Tecnologia e profissionalização do engenheiro agrônomo evidenciam Guarapuava como um dos protagonistas da produção agrícola do Estado

domingo, 14 de outubro de 2018

Tecnologia e profissionalização do engenheiro agrônomo evidenciam Guarapuava como um dos protagonistas da produção agrícola do Estado

Por assessoria Crea

A safra agrícola deste ano vem evidenciando o Paraná entre os maiores índices de produtividade do país nas culturas de aveia, centeio, fumo, laranja, milho e triticale, de acordo com dados levantados pelo Instituto Brasileiro de Geografia e Estatística (IBGE). Apesar de ocupar apenas 2,3% do território nacional, o Paraná produz mais de 17% dos grãos do país e isso se deve, entre outros motivos, pela profissionalização do engenheiro agrônomo no estado. 

Especificamente na região de Guarapuava, quase mil engenheiros agrônomos são registrados no Crea-PR (Conselho Regional de Engenharia e Agronomia), somente na inspetoria de Guarapuava são 536. Para o  inspetor da modalidade de Agronomia do Crea-PR, Paulo Denilson Basso, a formação acadêmica dos profissionais da Agronomia garante maior excelência na assistência técnica, sistema de produção e gestão agrícola. “O conhecimento adquirido por esses profissionais é aplicado para que o produtor rural tenha o máximo de eficiência na sua atividade mantendo sua rentabilidade e respeito ao meio ambiente. Atendendo assim a demanda de alimentos mundial e a qualidade segura de alimentos a mesa do consumidor”, afirma. 

Na mesma linha, o presidente da Associação dos Engenheiros Agrônomos da Região de Guarapuava, Eng. Agrônomo José Roberto Papi, aponta as importantes contribuições da produção de conhecimento neste setor. “Quando se fala em agronegócio levando em consideração a economia brasileira, tem que se falar da contribuição dos engenheiros agrônomos que geram conhecimento e o transmitem na extensão rural, bem como na comercialização da produção e dos produtos fitossanitários de forma técnica”, observa.   

Entre os 399 municípios do estado, Guarapuava destaca-se na produção de nove culturas: 

 

Cultura 

Ranking estadual 

Toneladas 

Batata inglesa 

1º 

45.325,570 

Centeio - grão 

1º 

294,960 

Cevada 

1º 

32.366,603 

Triticale 

1º 

726,160 

Cebola 

2º 

4.289,965 

Tomate rasteiro 

2º 

2.753,280 

Aveia branca 

3º 

11.085,760 

Soja - grão 

6º 

204.322,227 

Milho - grão 

8º 

196.852,381 

Fonte: Censo Agro 2017 (IBGE) 

Tais resultados alcançados em termos de produtividade em Guarapuava são resultados da combinação entre profissionalização e tecnologia no campo.
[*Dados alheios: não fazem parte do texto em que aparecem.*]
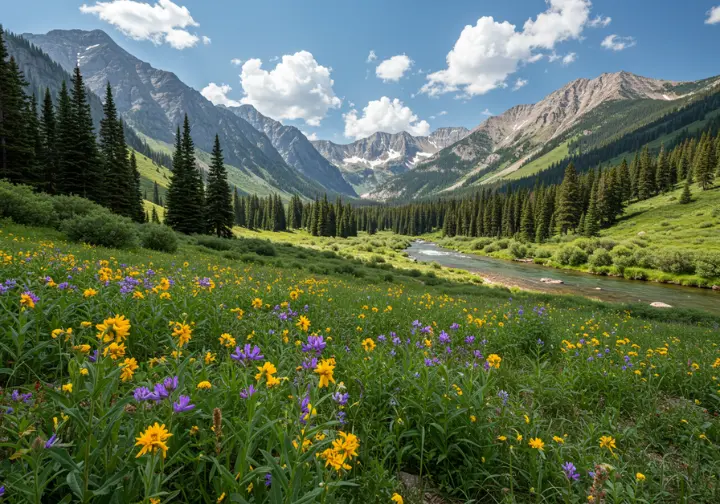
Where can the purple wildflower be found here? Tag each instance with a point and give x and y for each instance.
(314, 344)
(170, 383)
(570, 471)
(247, 392)
(142, 394)
(504, 396)
(51, 442)
(249, 353)
(183, 405)
(340, 398)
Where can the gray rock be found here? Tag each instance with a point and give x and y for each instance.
(551, 281)
(660, 304)
(155, 101)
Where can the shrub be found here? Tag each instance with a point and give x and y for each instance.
(263, 248)
(158, 237)
(600, 257)
(622, 256)
(543, 253)
(69, 207)
(102, 228)
(571, 255)
(214, 243)
(676, 261)
(23, 206)
(518, 250)
(708, 265)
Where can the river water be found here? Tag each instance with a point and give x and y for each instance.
(604, 288)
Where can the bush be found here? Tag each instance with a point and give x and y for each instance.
(676, 261)
(708, 265)
(571, 255)
(518, 250)
(158, 237)
(23, 206)
(214, 243)
(69, 207)
(622, 256)
(600, 257)
(102, 228)
(543, 253)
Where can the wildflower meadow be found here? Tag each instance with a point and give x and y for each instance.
(138, 376)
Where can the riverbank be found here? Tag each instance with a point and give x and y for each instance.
(631, 260)
(536, 278)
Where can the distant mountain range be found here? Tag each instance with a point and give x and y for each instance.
(369, 162)
(265, 156)
(601, 109)
(153, 102)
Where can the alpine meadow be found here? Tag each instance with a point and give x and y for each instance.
(272, 295)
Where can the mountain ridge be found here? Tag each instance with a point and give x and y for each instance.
(502, 144)
(154, 102)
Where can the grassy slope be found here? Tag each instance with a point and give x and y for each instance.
(661, 411)
(657, 223)
(245, 181)
(558, 153)
(664, 221)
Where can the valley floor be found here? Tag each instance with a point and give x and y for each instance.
(248, 371)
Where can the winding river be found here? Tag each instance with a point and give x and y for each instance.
(604, 288)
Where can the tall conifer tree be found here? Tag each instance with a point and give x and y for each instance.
(219, 209)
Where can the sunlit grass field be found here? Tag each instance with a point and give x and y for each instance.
(247, 371)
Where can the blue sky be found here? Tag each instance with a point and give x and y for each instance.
(324, 84)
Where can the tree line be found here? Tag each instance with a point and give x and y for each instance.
(581, 203)
(55, 149)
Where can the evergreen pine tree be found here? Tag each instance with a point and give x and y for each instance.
(137, 205)
(48, 133)
(686, 196)
(569, 204)
(592, 224)
(220, 216)
(527, 222)
(85, 177)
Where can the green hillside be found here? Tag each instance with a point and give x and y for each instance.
(663, 221)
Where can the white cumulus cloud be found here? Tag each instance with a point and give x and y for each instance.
(486, 54)
(519, 84)
(617, 43)
(389, 116)
(713, 16)
(164, 21)
(392, 69)
(599, 21)
(569, 58)
(297, 88)
(217, 94)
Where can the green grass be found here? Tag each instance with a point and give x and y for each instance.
(667, 241)
(446, 420)
(542, 163)
(663, 221)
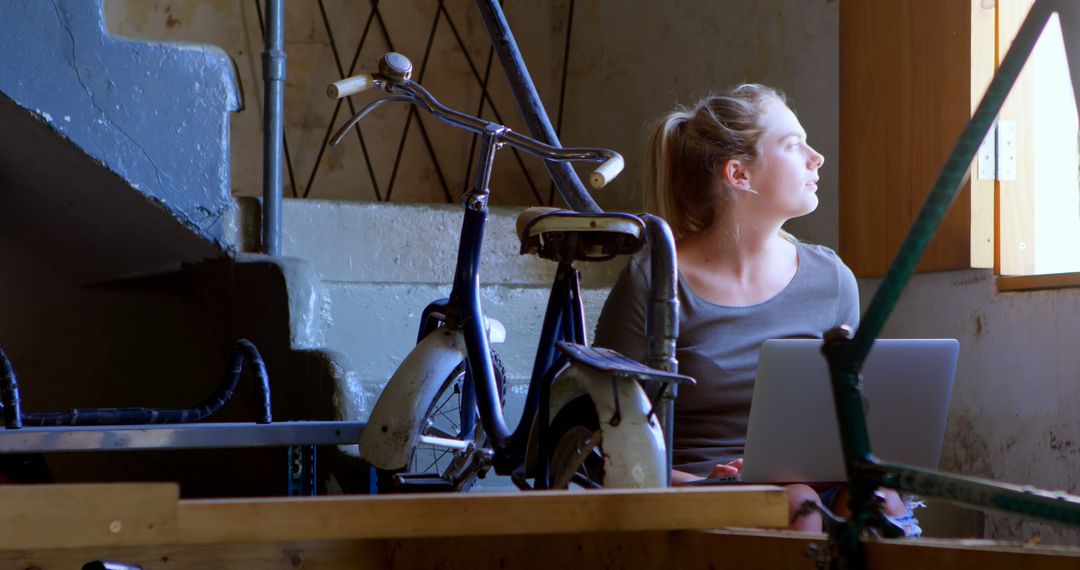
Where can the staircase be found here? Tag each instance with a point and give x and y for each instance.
(129, 269)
Com ofertas do curso de Agronomia na universidade estadual e em instituições de ensino particulares, Guarapuava tornou-se um polo de produção de conhecimento na área, proporcionando diversas oportunidades de atuação para os profissionais. “A região de Guarapuava é caracterizada por investir em tecnologia nas lavouras, com equipamentos de ponta e sementes certificadas. E, com isso, temos uma demanda por profissionais da área de Agronomia, não somente nas instituições cooperativas ou empresas privadas do setor do agronegócio, mas também nas propriedades rurais, desempenhando o papel de gerente de áreas agrícolas”, destaca o inspetor do Crea-PR, Paulo Denilson Basso.  

 

Segurança do trabalho do Engenheiro Agrônomo 

 Cada vez mais em evidência, o tema segurança do trabalho tem sido trabalhado nas mais diversas profissões, inclusive nas atividades do campo. Os engenheiros agrônomos são profissionais fundamentais neste processo de assegurar a integridade física dos colaboradores que trabalham diariamente nas lavouras.  

Conforme o Eng. Segurança do Trabalho e inspetor chefe da Inspetoria de Guarapuava do Crea-PR, Massanori Hara, o engenheiro agrônomo deve auxiliar nas precauções de segurança do trabalho, que se estendem desde o cuidado no deslocamento nas propriedades rurais até a prevenção da intoxicação química no manejo de agrotóxicos. “O engenheiro agrônomo tem o conhecimento das leis e normas regulamentadoras do Ministério do Trabalho e deve disseminá-las para os trabalhadores rurais, orientando e cobrando que todas as atividades sejam executadas de forma a resguardar a vida e saúde dos mesmos, sejam no uso de equipamentos de proteção individual, equipamentos de proteção coletiva ou procedimentos normatizados para as atividades no campo”, explica.